Of course, involving end-users requires marrying security and productivity. One of the best examples of striking this balance are modern MFA products. Rejecting an MFA challenge is a simple action that allows users to participate in their own security. And companies like Duo, Okta, and Yubico do a great job of packaging this workflow in an end-user experience that is easy on users and security teams.

Principle 2: Take responsibility for (sane) alerts

It can sometimes feel like the entire security profession is an exercise in responding to alerts. A lot of us wanted to be firefighters when we grew up but this probably wasn’t what we had in mind! While there are higher leverage tasks, security teams face a terrible choice between spending tons of time triaging alerts or, worse, bulk ignoring them. Too many security products abdicate responsibility for making sure their alerts are meaningful.

Too many security products abdicate responsibility for making sure their alerts are meaningful.

To be fair, getting alerting right in security is hard. The importance of a given event is highly subjective. And unlike notifications in other products, the cost of being wrong and under-alerting can be catastrophic. But, tragically, the obsession with not missing anything creates massive inefficiency. 

Low overhead security products combat this problem with a 1-2 punch. First, they start with sane defaults. They are opinionated and choose a high signal-to-noise ratio over a zero false-negative rate. Second, they include the ability to tune alert thresholds to match an organization’s risk appetite and resource availability.

For example, Thinkst Canary and other honeypot products’ defining mantra is to issue just a single, meaningful alert. At Material, by default, we alert our on-call engineers whenever we alert customers. It’s not a tactic that will scale forever, but it forces us to be thoughtful about our alerts from day 1: Is there something the customer can actually do about this alert? If so, what information would they need? Does this deserve a pager alert in the middle of the night or just an informative email?
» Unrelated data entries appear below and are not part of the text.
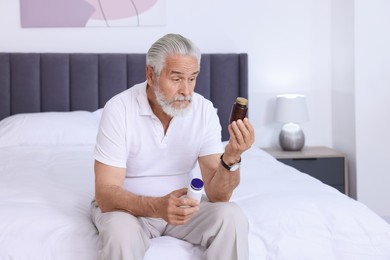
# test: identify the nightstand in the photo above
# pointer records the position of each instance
(323, 163)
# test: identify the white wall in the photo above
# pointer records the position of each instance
(287, 41)
(343, 85)
(372, 84)
(290, 50)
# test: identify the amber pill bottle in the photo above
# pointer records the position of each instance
(239, 109)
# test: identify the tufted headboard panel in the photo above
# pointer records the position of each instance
(39, 82)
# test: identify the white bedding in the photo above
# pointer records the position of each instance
(46, 189)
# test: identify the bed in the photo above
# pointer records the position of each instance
(50, 107)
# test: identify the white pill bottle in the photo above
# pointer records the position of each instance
(195, 189)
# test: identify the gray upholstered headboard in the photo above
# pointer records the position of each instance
(39, 82)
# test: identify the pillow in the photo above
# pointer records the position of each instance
(50, 128)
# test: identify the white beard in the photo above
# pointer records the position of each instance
(167, 107)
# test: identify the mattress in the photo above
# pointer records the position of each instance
(47, 184)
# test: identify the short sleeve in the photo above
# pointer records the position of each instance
(110, 145)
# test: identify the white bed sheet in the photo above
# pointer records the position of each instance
(45, 193)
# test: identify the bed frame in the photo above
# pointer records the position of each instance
(40, 82)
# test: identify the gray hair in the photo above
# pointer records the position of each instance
(170, 44)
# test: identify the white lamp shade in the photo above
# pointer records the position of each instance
(291, 108)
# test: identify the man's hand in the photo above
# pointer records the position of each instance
(176, 210)
(241, 139)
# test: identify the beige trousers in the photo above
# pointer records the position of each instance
(220, 227)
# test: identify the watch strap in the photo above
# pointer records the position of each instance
(229, 167)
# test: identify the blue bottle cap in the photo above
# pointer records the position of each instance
(196, 184)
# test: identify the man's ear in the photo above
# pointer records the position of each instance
(150, 76)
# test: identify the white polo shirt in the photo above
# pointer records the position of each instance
(132, 137)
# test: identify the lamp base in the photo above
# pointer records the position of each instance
(291, 137)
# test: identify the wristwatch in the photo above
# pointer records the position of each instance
(231, 168)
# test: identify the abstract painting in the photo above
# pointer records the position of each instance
(92, 13)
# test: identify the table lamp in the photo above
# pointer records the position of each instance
(291, 109)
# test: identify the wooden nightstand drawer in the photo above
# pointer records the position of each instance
(327, 170)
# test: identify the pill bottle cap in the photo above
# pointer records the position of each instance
(242, 101)
(197, 184)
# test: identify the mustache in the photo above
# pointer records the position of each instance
(181, 98)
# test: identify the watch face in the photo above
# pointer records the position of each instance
(235, 167)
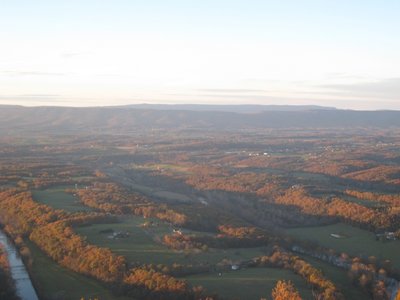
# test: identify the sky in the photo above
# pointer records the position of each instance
(341, 53)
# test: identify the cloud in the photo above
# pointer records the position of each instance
(382, 89)
(231, 91)
(68, 55)
(30, 73)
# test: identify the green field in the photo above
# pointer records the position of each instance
(356, 241)
(57, 198)
(339, 277)
(143, 245)
(248, 284)
(55, 282)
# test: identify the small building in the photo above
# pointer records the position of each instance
(235, 267)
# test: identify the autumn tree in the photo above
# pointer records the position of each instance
(285, 290)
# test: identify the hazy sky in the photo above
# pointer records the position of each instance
(343, 53)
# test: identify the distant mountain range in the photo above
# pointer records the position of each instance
(241, 108)
(62, 120)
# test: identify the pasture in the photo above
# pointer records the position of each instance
(55, 282)
(144, 244)
(249, 284)
(57, 198)
(356, 241)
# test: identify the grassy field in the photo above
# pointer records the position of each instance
(143, 244)
(339, 277)
(57, 198)
(355, 242)
(248, 284)
(55, 282)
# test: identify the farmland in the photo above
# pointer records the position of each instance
(191, 214)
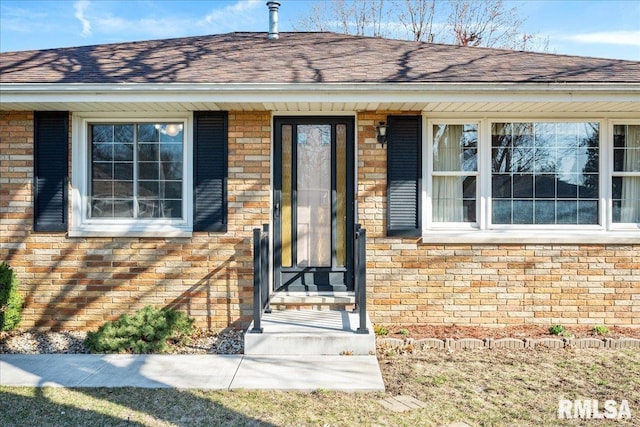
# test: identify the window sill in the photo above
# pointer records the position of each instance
(532, 237)
(111, 231)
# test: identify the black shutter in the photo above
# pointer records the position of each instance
(404, 175)
(210, 175)
(50, 171)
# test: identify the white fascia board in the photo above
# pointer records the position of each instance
(319, 92)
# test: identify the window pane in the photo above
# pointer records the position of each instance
(455, 148)
(123, 133)
(148, 133)
(626, 189)
(523, 212)
(147, 152)
(501, 212)
(545, 212)
(102, 152)
(101, 133)
(547, 168)
(501, 186)
(453, 197)
(120, 149)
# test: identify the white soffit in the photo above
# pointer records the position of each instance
(436, 98)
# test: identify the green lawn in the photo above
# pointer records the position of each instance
(480, 388)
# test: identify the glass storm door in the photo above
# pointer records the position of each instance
(313, 203)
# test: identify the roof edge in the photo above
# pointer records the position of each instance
(468, 87)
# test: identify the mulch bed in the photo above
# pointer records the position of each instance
(519, 331)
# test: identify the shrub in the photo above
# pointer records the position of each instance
(380, 330)
(557, 330)
(149, 330)
(10, 299)
(600, 330)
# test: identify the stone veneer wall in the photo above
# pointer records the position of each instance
(414, 282)
(79, 283)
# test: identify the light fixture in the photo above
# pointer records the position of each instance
(172, 129)
(381, 133)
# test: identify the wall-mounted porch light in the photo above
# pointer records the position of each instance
(381, 133)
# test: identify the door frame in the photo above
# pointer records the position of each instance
(351, 192)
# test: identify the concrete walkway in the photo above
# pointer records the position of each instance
(215, 372)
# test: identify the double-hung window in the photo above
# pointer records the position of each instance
(544, 173)
(454, 174)
(132, 176)
(532, 180)
(625, 183)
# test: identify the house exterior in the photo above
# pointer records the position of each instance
(507, 190)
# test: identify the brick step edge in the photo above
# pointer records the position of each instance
(512, 343)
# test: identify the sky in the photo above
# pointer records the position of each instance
(597, 28)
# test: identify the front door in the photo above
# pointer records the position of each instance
(313, 198)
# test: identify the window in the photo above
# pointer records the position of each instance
(544, 173)
(131, 176)
(626, 174)
(533, 180)
(455, 171)
(136, 170)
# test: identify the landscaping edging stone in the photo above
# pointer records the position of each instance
(512, 343)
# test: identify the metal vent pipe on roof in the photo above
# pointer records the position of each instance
(273, 19)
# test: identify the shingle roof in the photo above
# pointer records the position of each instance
(303, 58)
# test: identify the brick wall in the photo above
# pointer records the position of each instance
(413, 282)
(82, 282)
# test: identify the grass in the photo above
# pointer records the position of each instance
(480, 388)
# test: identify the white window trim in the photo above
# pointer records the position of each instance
(82, 225)
(483, 231)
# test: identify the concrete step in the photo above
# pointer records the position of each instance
(310, 332)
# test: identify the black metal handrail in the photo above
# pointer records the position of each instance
(260, 276)
(360, 276)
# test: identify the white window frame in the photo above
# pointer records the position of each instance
(428, 221)
(82, 225)
(485, 232)
(610, 224)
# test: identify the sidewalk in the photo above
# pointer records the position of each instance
(217, 372)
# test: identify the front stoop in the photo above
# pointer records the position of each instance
(310, 332)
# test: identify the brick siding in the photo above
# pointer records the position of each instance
(82, 282)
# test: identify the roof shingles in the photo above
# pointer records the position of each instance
(303, 58)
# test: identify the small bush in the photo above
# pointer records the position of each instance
(600, 330)
(148, 331)
(557, 330)
(380, 330)
(10, 299)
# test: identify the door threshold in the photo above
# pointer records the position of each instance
(312, 298)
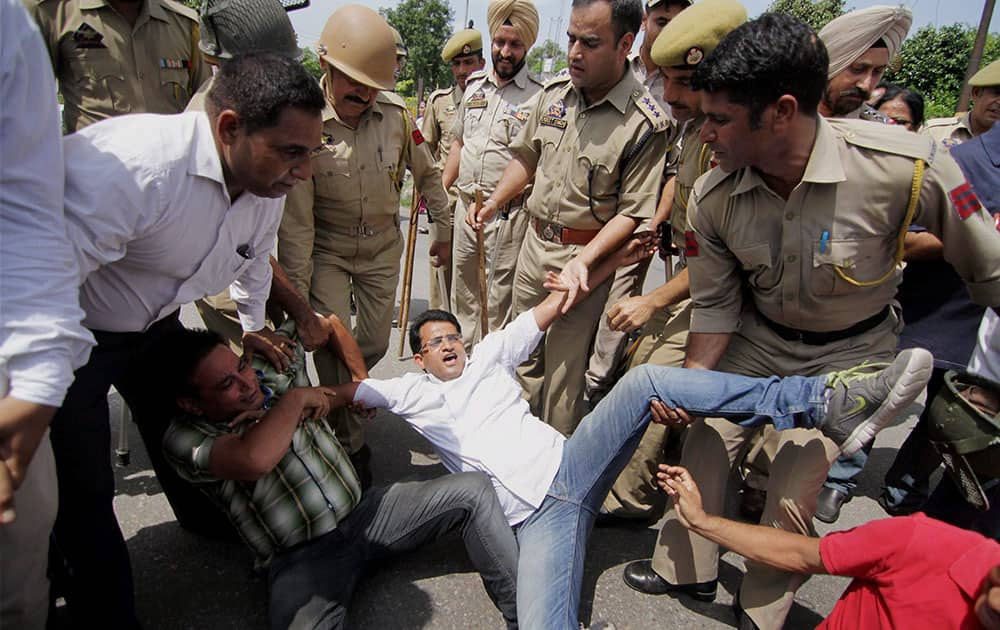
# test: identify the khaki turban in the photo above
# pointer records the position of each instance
(521, 14)
(852, 34)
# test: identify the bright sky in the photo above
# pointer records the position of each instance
(554, 14)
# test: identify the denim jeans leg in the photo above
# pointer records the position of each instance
(553, 540)
(409, 515)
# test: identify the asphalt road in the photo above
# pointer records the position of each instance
(185, 581)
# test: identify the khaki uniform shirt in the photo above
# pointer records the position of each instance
(949, 131)
(439, 117)
(847, 211)
(691, 159)
(106, 67)
(611, 152)
(652, 80)
(489, 118)
(356, 182)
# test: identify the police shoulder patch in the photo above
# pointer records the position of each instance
(885, 138)
(178, 7)
(651, 110)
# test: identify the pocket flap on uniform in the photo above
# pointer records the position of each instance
(753, 256)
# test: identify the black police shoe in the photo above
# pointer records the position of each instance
(641, 576)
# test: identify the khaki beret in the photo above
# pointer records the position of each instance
(696, 31)
(990, 75)
(466, 42)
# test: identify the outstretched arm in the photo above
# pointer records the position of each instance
(557, 302)
(774, 547)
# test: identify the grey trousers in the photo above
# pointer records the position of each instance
(311, 584)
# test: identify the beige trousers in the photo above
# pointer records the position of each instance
(368, 266)
(553, 377)
(502, 241)
(634, 494)
(800, 465)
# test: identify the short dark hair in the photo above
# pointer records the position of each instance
(432, 315)
(913, 99)
(179, 353)
(258, 86)
(762, 60)
(626, 15)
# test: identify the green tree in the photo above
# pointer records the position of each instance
(425, 26)
(933, 61)
(815, 13)
(539, 53)
(310, 61)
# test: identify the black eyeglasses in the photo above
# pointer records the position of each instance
(435, 342)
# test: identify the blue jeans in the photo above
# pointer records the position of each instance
(553, 540)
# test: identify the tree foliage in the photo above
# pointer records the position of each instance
(815, 13)
(549, 49)
(425, 26)
(933, 61)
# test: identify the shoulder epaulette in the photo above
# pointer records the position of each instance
(390, 98)
(651, 110)
(436, 94)
(182, 9)
(885, 138)
(556, 81)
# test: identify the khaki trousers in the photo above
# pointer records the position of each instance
(801, 461)
(368, 266)
(502, 241)
(24, 545)
(438, 276)
(553, 377)
(609, 345)
(634, 494)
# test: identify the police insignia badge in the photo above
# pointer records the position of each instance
(965, 200)
(175, 64)
(87, 37)
(694, 56)
(555, 115)
(476, 101)
(651, 106)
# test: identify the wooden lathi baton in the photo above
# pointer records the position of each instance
(481, 248)
(411, 247)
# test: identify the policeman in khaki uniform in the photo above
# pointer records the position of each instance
(665, 313)
(492, 112)
(340, 231)
(114, 57)
(595, 144)
(609, 345)
(985, 110)
(464, 51)
(793, 251)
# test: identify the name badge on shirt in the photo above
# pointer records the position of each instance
(556, 115)
(476, 101)
(87, 37)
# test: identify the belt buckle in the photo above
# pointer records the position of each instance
(548, 233)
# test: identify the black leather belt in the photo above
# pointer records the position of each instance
(820, 339)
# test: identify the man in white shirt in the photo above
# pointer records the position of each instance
(164, 210)
(41, 338)
(551, 487)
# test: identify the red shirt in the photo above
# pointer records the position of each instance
(909, 572)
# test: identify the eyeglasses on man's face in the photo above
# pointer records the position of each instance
(435, 342)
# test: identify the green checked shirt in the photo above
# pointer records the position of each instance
(308, 493)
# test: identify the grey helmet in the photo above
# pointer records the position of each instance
(233, 27)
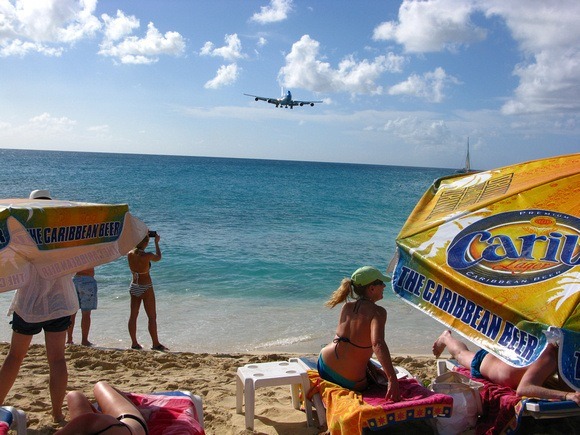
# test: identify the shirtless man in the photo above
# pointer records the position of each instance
(527, 381)
(141, 289)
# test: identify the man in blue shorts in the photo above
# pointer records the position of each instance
(86, 287)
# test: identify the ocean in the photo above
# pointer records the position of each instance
(251, 248)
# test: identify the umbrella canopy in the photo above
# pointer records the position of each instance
(494, 255)
(61, 237)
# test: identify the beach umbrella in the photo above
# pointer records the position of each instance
(53, 238)
(494, 255)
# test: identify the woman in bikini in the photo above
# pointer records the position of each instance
(141, 289)
(118, 415)
(360, 333)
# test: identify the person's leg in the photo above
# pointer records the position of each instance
(456, 348)
(78, 404)
(58, 377)
(11, 366)
(85, 327)
(151, 310)
(70, 330)
(132, 325)
(113, 402)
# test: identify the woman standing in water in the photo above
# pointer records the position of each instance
(141, 289)
(359, 334)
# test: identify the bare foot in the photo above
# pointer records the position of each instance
(439, 345)
(59, 419)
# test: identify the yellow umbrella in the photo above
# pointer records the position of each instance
(57, 237)
(494, 255)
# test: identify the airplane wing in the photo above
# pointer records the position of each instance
(267, 100)
(305, 103)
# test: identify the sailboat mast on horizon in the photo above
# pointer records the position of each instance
(467, 168)
(467, 160)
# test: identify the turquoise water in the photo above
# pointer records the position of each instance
(251, 248)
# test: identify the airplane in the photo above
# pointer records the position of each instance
(286, 101)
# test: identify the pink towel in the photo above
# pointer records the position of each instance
(168, 415)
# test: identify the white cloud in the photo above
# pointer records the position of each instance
(277, 11)
(48, 26)
(119, 26)
(43, 27)
(230, 52)
(303, 69)
(134, 50)
(226, 75)
(429, 86)
(49, 123)
(431, 26)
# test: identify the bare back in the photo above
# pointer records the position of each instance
(360, 323)
(140, 264)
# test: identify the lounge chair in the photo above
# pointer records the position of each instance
(351, 412)
(12, 419)
(503, 409)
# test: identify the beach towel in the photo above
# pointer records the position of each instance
(349, 412)
(167, 415)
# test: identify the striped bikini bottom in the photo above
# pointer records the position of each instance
(138, 289)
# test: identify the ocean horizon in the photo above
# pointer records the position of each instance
(251, 248)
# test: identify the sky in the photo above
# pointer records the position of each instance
(402, 82)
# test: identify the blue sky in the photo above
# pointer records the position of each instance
(403, 83)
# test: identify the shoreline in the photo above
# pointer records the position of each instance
(209, 375)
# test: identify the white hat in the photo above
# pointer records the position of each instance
(40, 194)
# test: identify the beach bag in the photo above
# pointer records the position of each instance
(466, 402)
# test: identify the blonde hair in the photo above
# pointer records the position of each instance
(346, 290)
(143, 243)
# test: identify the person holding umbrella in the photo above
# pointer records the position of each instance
(47, 305)
(360, 333)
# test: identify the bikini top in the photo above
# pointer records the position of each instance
(137, 274)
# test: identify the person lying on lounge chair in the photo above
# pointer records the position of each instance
(359, 334)
(530, 381)
(118, 417)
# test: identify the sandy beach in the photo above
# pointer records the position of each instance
(212, 376)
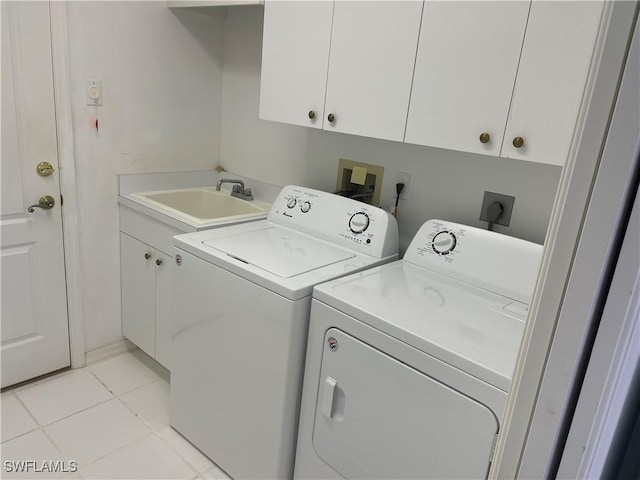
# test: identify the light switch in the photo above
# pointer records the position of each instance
(94, 92)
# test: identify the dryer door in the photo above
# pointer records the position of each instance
(379, 418)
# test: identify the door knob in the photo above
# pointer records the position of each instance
(46, 202)
(44, 169)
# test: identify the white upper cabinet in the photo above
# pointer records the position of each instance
(373, 48)
(464, 74)
(295, 56)
(551, 79)
(503, 78)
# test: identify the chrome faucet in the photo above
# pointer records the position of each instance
(237, 190)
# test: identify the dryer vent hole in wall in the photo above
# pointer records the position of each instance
(359, 181)
(496, 209)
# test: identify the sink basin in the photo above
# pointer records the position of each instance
(201, 205)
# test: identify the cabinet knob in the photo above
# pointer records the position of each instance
(518, 142)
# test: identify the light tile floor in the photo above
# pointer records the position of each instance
(111, 417)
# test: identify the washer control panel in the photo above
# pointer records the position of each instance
(337, 219)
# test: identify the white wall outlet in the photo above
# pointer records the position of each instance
(402, 177)
(94, 92)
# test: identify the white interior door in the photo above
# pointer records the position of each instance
(371, 60)
(35, 334)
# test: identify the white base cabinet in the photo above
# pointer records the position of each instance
(146, 283)
(465, 70)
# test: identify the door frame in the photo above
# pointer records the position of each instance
(68, 185)
(547, 319)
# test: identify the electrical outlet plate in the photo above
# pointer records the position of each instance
(403, 177)
(507, 204)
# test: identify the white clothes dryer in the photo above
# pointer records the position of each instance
(242, 300)
(409, 364)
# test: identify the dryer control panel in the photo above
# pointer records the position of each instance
(493, 261)
(337, 219)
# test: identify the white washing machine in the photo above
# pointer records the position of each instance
(242, 300)
(409, 364)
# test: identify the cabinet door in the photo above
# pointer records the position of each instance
(138, 292)
(295, 54)
(465, 71)
(553, 71)
(164, 308)
(373, 48)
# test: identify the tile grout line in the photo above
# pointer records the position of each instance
(166, 442)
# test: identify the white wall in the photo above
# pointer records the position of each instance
(444, 184)
(161, 74)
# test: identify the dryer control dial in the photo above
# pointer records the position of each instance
(444, 242)
(359, 222)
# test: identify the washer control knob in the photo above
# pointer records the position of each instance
(359, 222)
(444, 242)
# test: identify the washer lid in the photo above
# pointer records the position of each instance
(476, 331)
(281, 252)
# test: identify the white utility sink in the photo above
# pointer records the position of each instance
(203, 205)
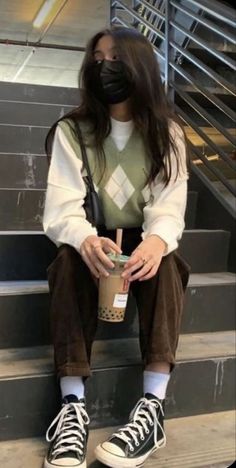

Principle 3: Leverage existing sources of truth

For a security product to be effective, it needs organizational context (people, policies, locations, etc.). But initializing this context and keeping it up to date in every tool creates a flood of busywork.

The best security products leverage as many existing “sources of truth” as possible. And what’s more, they actually resist becoming a new source of truth (especially outside their primary value proposition). These products minimize the amount of information that needs to be configured or defined, opting for integrations instead. They are faster to set-up and automatically adapt to changes in an organization.

As a simple example, consider Fleetsmith, the Mac device management product recently acquired by Apple. Rather than build an employee directory from scratch, Fleetsmith treats a company’s G Suite or O365 account as the source of truth for the list of users. It’s a simple choice that saves a lot of time by eliminating the need to keep two (seemingly unrelated) systems in sync manually.

Even where integration with other tools or workflows is impossible, borrowing existing concepts, data models, or even just terminology can reduce a product’s onramp time and maximize skill interop. Good product designers know that the secret to building easy-to-use products is to reuse familiar concepts and patterns—and security is no different.

Good product designers know that the secret to building easy-to-use products is to reuse familiar concepts and patterns—and security is no different.

The cybersecurity skills gap demands better products

Addressing security issues with tools that require armies of people to run them will never scale—there aren’t enough people, and the problem space is continuously expanding. Instead, the industry needs to prioritize tools that alleviate the net burden on teams, not add to it. This won’t happen until builders and buyers alike are obsessed with minimizing overhead as an explicit design objective, not an afterthought.